Here is the list of available MQL expressions:
Literals |
Strings: "Hello World" Booleans: true or false Numbers: 3 , 0.08 Lists: ["winter", "spring", "summer", "autumn"] Maps: {"winter" = "cold", "summer" = "warm"} No value: null
|
Variables | myClass |
Dotted notation | myClass.isAbstract() , myClass.namespace.name |
Concatenation | "Hello" + "World" |
Arithmetical operations | a + b , a * b |
Comparison operations | name == "Account" , size > 2 |
Logical operations | ! isAbstract , a || b |
Type checking | myClassifier instanceof uml21.Actor |
Range access | myString[0] , myList[1..4] |
Default value expression | myProperty.type.name ? "String" |
Transient links | myClass#targets.iterator() |
Static field or method access | System.getProperty("myProperty") |
Constructor call | java.util.Properties.new() |
Parentheses can be used to group expressions:
(a + b) * (2 - c)
The following table shows the precedence assigned to the operators.

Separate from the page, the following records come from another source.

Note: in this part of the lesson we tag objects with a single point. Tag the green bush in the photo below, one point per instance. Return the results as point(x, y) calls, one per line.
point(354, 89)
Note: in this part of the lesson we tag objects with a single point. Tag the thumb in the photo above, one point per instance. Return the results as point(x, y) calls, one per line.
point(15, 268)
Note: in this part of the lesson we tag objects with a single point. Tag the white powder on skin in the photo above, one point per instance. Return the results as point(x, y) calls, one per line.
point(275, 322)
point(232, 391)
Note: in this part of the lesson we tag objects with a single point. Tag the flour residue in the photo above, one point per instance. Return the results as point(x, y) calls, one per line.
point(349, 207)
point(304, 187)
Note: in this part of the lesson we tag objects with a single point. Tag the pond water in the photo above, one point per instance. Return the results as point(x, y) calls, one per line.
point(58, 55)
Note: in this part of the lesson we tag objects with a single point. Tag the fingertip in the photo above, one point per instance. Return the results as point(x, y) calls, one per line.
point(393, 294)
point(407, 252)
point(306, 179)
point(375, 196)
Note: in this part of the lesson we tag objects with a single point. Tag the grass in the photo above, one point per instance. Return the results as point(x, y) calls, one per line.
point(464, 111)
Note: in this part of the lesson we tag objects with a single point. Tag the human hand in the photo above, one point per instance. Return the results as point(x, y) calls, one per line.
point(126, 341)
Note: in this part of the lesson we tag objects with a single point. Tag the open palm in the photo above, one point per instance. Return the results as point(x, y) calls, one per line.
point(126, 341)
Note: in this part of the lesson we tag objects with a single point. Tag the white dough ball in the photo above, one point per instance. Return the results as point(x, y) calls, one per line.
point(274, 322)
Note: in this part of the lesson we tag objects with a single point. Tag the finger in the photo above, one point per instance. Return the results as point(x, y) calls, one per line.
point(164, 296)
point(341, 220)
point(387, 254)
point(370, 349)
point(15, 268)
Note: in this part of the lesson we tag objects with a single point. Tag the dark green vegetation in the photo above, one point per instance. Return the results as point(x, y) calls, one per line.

The operators in this table are listed in precedence order:
the higher in the table an operator appears, the higher its precedence.
Operators with higher precedence are evaluated before operators with a relatively lower precedence.
Operators on the same line have equal precedence.
When binary operators (operators with two parameters, as +
and -
)
of equal precedence appear next to each other, they are evaluated in left-to-right order.
postfix operators | [subStringRange] . (methodParameters) |
unary operators | +expr -expr ! |
multiplicative | * / % |
additive | + - |
relational | < > <= >= |
equality | == != |
logical AND | && |
logical OR | || |
numerical range | .. |
Note that the precedence rules are the same as in Java, C or JavaScript, except that MQL has some operators that do not exist in those languages.